Rewind my life back by twenty five years to August 12, 1991. I was weeks away from my 21st birthday and my mother was preparing for my departure. I couldn’t write about this on August 12, 2016 though. Too many emotions involved. Today I can.

At 0700 we stepped off the elevator onto a medical-surgical floor. The aroma of night time body odor, cheap hospital soap and powdered eggs greeted us for the first time in our lives. I immediately gagged at the odor and wondered if I’d made the right choice. We checked in at the nurses station and got our patient assignment. Our task for the day: to administer a bed bath.  I knocked on my patient’s door and there was no answer so I walked in. My patient was sitting up in bed with a sheet over her head as if she were a dead body covered up. I backed out of the room with eyes wide open to show one of my classmates and get the attention of my instructor. My instructor and I went in the room together. My patient was a little old lady with dementia. My instructor helped me bathe her. This lady incredibly was strong. She was combative and she kicked my ass during that bed bath.  I remember noticing how easy interacting with the patient during the bath seemed for my instructor and hoped that one day I could enter a patient’s room with that much confidence. I never saw that patient again but I’ll never forget her either.

I remember so many firsts during that time of my life. I remember when they taught us how to do the hospital tuck but I was proud because I already knew the hospital tuck way of making beds because me grandmother taught it to me as a little girl. I remember the first patient I became attached to. I remember the first time I saw a baby being born and the first time I realized one of my patients was deteriorating over a period of several days and was going to die. I remember my first cardiac arrest and how scared I was. I remember the first time I saw the cardiac rhythm Atrial Fibrillation on a telemetry monitor. It’s not the most lethal rhythm but a dangerous one if uncontrolled. I remember the first time I suctioned someone through their tracheostomy and how when the patient coughed the “trach cough” that it startled me so badly I jumped. I remember calling my mom at work to tell her that I’d given my first blood transfusion and how she yelled out to her coworkers, “my daughter just gave a blood transfusion today”. I remember my first AIDS patient and how his family turned their backs on him because he was gay and dying of AIDS and that he died alone. I remember hearing helicopters and sirens at all times of the night because I lived in the dorm next to the hospital. I remember the oxford blue shirts, white pants, white socks and shoes we had to wear. By graduation those oxford blue shirts had pit stains on them from all the blood sweat and tears we’d put into this. I remember two nursing instructors that were tough as nails to me because I was a young smart ass and I deserved the torture they put me through.They turned the light bulb on in my head and taught me to look at the bigger picture, the patient as a whole. After that I was ready. I remember after each clinical day in the hospital, I’d hum the MASH theme song to myself because I’d helped people just like those nurses did.

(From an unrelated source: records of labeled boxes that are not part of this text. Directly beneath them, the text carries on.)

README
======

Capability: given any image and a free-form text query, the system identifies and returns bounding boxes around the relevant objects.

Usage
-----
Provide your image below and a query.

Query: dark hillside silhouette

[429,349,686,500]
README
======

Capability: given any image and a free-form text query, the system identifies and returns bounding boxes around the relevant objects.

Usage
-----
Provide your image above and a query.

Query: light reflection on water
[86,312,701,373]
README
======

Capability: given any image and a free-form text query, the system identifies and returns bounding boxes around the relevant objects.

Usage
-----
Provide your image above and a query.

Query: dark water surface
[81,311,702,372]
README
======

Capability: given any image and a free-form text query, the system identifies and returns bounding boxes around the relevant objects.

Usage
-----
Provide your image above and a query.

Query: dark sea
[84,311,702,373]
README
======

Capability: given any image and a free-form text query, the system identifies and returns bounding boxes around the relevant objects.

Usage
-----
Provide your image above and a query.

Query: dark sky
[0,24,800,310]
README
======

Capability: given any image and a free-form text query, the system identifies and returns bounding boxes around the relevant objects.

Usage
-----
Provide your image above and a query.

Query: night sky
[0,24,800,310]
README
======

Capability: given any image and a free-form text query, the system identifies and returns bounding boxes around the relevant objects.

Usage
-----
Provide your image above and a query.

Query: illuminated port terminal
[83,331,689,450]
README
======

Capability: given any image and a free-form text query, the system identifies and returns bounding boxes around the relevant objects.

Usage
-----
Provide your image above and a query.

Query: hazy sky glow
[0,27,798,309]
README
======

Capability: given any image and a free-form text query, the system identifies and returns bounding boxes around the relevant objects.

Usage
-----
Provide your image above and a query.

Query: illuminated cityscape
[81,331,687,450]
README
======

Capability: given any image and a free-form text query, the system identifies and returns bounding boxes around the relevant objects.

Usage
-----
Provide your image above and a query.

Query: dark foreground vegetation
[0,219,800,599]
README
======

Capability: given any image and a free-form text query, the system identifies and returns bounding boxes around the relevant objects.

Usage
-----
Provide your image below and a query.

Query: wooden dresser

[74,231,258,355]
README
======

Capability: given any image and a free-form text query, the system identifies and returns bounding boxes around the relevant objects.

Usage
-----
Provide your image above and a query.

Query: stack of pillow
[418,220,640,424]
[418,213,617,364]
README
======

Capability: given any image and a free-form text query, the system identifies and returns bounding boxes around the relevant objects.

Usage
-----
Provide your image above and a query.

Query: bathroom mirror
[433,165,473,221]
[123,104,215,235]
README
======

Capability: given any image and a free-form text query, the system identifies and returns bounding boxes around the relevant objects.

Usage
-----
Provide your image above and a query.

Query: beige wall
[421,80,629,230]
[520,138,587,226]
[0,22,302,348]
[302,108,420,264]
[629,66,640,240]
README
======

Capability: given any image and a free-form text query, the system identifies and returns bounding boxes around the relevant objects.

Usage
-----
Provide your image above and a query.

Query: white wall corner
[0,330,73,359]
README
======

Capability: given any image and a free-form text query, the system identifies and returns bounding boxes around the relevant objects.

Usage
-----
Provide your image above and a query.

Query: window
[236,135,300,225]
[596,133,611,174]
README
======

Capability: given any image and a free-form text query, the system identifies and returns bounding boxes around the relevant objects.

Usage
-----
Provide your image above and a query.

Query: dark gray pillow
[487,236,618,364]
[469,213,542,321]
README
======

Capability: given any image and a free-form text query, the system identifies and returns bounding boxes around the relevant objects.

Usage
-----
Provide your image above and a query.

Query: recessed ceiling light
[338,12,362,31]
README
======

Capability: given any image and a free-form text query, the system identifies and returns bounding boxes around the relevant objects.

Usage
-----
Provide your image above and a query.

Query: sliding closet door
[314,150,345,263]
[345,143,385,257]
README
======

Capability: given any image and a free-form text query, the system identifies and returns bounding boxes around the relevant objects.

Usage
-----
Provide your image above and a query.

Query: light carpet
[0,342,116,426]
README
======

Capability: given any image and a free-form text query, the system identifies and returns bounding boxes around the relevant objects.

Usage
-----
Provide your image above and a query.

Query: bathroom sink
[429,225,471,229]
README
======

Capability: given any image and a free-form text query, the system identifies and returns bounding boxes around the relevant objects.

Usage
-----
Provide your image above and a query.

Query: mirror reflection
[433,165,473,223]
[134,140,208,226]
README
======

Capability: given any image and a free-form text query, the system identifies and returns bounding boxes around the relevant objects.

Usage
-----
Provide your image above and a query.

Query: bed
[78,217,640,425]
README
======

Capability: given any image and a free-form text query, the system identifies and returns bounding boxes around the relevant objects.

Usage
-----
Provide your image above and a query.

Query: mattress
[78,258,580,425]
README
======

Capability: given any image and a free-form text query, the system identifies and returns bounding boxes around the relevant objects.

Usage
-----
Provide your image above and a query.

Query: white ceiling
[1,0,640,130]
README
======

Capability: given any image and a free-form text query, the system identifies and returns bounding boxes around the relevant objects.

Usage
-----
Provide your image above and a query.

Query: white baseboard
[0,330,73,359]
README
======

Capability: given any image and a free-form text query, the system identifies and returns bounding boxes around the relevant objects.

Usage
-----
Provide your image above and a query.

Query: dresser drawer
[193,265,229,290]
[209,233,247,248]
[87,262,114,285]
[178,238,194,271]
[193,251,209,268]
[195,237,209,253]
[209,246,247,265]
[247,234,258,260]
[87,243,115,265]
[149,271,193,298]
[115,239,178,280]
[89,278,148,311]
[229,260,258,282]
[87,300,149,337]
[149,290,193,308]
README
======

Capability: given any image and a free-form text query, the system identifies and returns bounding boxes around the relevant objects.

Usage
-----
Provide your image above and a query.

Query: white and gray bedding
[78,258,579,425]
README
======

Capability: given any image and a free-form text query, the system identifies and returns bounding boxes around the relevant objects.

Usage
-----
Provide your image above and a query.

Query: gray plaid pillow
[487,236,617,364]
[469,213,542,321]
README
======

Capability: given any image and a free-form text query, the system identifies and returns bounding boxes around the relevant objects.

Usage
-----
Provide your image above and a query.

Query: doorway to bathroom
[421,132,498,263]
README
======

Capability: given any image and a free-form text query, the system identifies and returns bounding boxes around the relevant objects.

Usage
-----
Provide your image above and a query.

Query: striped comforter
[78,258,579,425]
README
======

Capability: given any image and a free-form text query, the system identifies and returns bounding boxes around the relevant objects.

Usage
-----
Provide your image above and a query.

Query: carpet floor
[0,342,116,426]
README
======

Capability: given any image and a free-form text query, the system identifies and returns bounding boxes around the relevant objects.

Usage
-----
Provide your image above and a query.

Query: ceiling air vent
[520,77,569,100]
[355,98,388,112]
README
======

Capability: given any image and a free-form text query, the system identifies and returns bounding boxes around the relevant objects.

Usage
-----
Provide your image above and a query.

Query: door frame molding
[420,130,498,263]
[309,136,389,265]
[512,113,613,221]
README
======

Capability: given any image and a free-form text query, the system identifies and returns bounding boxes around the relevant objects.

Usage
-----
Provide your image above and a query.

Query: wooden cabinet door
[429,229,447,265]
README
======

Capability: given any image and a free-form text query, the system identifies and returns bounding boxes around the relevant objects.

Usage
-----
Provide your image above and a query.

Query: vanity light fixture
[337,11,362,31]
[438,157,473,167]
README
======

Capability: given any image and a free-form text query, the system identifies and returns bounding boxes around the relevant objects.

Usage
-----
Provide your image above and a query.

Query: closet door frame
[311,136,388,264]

I remember how it felt to hold my nursing pin in my hand for the first time on May 14, 1994, the day I graduated Nursing School. I remember coming home from errands on July 18, 1994. My brother was holding a thin envelope addressed to me from the Missouri Board of Nursing notifying me that I had passed my state boards. I was now a Registered Nurse. I remember sitting for my Board Certified Emergency Nurse exam and having a panic attack because I thought I was going to fail that exam. I passed the exam. I remember walking across the stage on May 28, 2011 to receive my Bachelor of Science in Nursing degree.

I remember August 12, 1991 alright. It was my first day of Nursing School. The day all of the above began for me. Never forget what you’ve earned and what you went through to get it.